TWIN HEART
705
第1話
晴れた朝は嫌いだ。
何もかも暴こうとしてるみたいで。
**
ブランケットの下で寝返りを打つ。
もう一眠りしたかったけれど、それはやつの声に邪魔されて果たせなかった。
「いつまで寝てんだよ、ハル。遅刻すんぞ」
扉を少し乱暴に開ける音。
部屋のカーテンが容赦なく開けられる音。
「目は覚めてる。起きたくない」
「寝言は寝て言え」
ブランケットが剥がされる。眩しい光を背に、エプロン姿の甲斐が立っていた。
甲斐は僕の額に手を当て、「35.8度、平熱。血圧、心拍数、脈拍正常。学校行けんな」と言った。
「行くよ」
僕は仕方なくベッドから降りた。
リビングには食事のしたくが出来ている。
レタスとハムが添えられた目玉焼き、バターが塗られたトーストにコーヒー。
「……コーヒー、苦い」
「あ? 前は『苦めがいい』っつってたろ。
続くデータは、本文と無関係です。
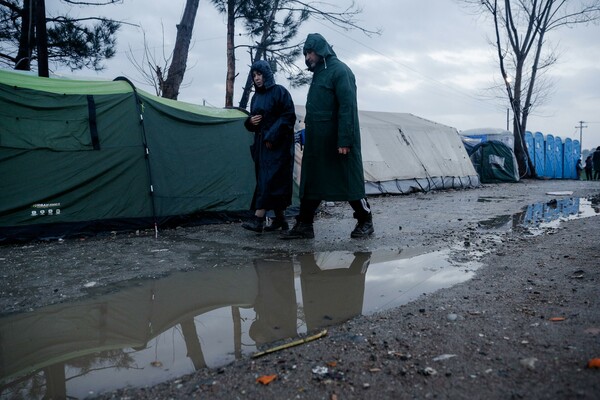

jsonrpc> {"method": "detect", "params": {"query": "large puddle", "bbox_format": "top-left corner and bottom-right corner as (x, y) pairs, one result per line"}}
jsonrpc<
(0, 199), (599, 399)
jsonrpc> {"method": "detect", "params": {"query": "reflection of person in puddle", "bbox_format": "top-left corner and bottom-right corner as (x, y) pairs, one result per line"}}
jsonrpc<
(298, 252), (371, 331)
(249, 259), (297, 345)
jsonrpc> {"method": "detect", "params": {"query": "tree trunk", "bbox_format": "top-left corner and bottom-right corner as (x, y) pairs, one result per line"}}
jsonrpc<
(162, 0), (200, 100)
(34, 0), (50, 78)
(15, 0), (34, 71)
(225, 0), (235, 107)
(240, 0), (279, 109)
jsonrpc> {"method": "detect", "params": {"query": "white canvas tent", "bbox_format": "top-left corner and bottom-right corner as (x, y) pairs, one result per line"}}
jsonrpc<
(294, 106), (479, 195)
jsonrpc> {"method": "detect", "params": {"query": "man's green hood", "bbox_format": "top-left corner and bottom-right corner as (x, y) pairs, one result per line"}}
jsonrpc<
(302, 33), (336, 58)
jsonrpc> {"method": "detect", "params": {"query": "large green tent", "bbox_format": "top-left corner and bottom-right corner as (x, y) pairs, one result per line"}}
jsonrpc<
(0, 71), (255, 242)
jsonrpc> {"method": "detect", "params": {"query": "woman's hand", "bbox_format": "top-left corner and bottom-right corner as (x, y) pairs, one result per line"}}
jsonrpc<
(250, 115), (262, 125)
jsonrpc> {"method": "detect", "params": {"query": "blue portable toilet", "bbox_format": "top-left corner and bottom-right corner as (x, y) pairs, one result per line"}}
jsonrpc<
(554, 136), (565, 179)
(544, 134), (556, 179)
(563, 138), (577, 179)
(533, 132), (546, 178)
(525, 131), (535, 173)
(573, 139), (581, 168)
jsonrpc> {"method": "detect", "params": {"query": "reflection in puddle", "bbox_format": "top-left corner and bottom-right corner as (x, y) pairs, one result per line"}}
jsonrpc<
(479, 197), (600, 235)
(0, 249), (478, 399)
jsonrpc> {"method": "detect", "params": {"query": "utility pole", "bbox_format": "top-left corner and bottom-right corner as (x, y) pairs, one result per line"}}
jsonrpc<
(575, 121), (587, 153)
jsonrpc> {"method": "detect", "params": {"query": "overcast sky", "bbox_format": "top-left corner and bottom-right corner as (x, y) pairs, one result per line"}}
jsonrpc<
(46, 0), (600, 148)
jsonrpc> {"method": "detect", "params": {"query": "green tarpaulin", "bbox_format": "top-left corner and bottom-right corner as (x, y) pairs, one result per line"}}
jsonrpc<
(0, 71), (254, 241)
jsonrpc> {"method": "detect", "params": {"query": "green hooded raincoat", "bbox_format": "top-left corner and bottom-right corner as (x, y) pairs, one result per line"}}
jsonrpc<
(300, 33), (365, 201)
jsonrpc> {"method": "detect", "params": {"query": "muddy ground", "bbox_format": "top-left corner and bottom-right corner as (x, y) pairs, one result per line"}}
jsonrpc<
(0, 181), (600, 399)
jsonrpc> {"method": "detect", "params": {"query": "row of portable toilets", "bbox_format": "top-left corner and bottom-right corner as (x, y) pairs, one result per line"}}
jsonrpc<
(525, 131), (581, 179)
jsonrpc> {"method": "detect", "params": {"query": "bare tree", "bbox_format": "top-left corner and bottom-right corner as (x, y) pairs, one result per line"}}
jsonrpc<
(127, 24), (173, 96)
(162, 0), (200, 100)
(0, 0), (122, 76)
(462, 0), (600, 177)
(212, 0), (379, 108)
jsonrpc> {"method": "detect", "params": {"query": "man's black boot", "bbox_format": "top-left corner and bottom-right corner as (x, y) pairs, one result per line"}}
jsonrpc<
(242, 216), (265, 233)
(350, 213), (375, 239)
(265, 217), (290, 232)
(281, 221), (315, 240)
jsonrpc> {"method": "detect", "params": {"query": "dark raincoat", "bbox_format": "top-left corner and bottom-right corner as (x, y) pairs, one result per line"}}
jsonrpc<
(245, 60), (296, 210)
(300, 33), (365, 201)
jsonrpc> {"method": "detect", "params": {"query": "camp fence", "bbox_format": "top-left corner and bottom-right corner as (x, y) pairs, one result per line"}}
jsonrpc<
(0, 71), (255, 242)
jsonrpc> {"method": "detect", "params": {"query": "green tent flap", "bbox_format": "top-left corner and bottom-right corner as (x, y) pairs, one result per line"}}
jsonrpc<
(0, 71), (255, 242)
(470, 140), (519, 183)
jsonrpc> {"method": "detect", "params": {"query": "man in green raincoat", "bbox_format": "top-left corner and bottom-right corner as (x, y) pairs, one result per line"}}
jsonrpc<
(282, 33), (374, 239)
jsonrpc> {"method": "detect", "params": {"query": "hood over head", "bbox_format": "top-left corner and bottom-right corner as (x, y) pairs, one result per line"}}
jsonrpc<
(250, 60), (275, 89)
(302, 33), (336, 58)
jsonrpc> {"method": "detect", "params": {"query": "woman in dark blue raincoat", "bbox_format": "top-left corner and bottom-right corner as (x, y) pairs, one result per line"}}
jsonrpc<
(242, 60), (296, 232)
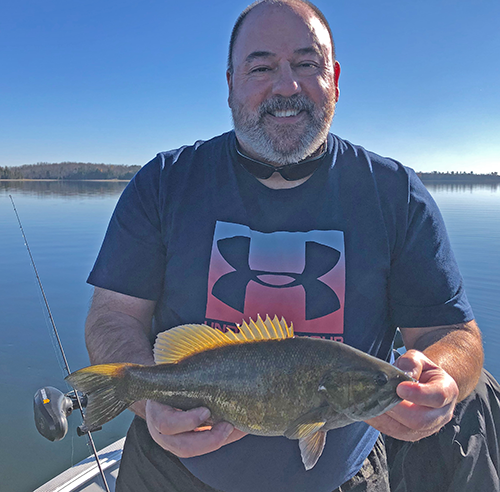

だから加糖率8%下げたんじゃん」
「でも今日は甘いのが良かったんだよ!」
「知るかよ、エスパーじゃねえんだこっちは。ってかそれ昨日の夜に言え」
「……バカ甲斐」
「バカって言う奴がバカなんですー。さっさと食いやがれ」
追い立てられるように食事を終えて、身支度を整える。鏡の前。金髪に青い瞳の、小柄な僕の姿が映る。
いつも思うんだ。これが本当の僕なのかなって。
僕って、何なんだろう。
「ハル。準備できたか」
グレーのスーツ姿の甲斐が隣に映った。あちこちに跳ねた髪の色は赤、瞳はメタリックな金色。派手なのか地味なのかよくわからない。
「……できてるよ。行こう。甲斐は今日は?」
「研究所」
「そう」
僕は肩からカバンを掛け、靴を履いて玄関を出た。甲斐も続く。
**
車の窓の外に流れる景色を見るとはなしに見て、僕はこっそりため息をついた。甲斐はそれを聞いていたらしい、ステレオから僕のお気に入りのプレイリストが流れ出す。
明るい女性ボーカルの声は、今の僕には少し煩く、でもそれが救いでもあった。
**
「ハルくんハルくん! 見たよ!」
教室に入るなり、そう言いながら花音ちゃんが腕を組んできた。花音ちゃんはクラスメイトで一番可愛い女の子だ。悪い気はしない。
「おはよ、花音ちゃん。何を見たって?」
「ハルくんを送って来た人! あの人なのね? お兄さんって」
「うん、まあ」
「かっこよかった! 今度紹介してね!」
花音ちゃんはそれだけ言うと、お仲間の女の子たちの中へ駆けて行った。
**
「ダンバー社の警備ロボットまた暴走したんだってー」
花音ちゃんがネットニュースを見ながらそう言った。ダンバー社からは介護用、警備用のヒューマノイドロボットが開発され、何体か試験運用されていた。
一体めが半年前に暴走し、今月初めにもまた。
ニュースは「ヒューマノイドロボットはまだ人類には早いのではないか」というお年寄りの意見で締め括られていた。
**
学校帰り、いつもと違う道を歩きたくなって、知らない角で曲がってみた。知らない建物、知らないお店でアイスを買い、知らない公園で、ブランコに腰掛けてアイスを食べる。
ふらりと歩いて来た人が隣に座った。背が高くて、前髪が長くて表情がよくわからない男の人だった。
僕は退散しようとして立ち上がった。すると男の人は僕を見上げて、口元に笑みを浮かべた。
風が吹いて、男の人の前髪がふわりと揺れ、その間からやけにぎらつく両目が見えた。
その目に僕は見覚えがあった。
腕を掴まれた。すごい力だ。動けない。
「きみは……」
男の人のしわがれた声がそう言った。僕は逃げ出す術を失って慌てた。男の人は続けて言った。
「『心』が何処にあるか知ってるかい」
僕はゾッとして、男の人の胸あたりを蹴った。掴まれていた腕が離され、僕は一目散に逃げた。
あの男の人の目、甲斐に少し似ていた。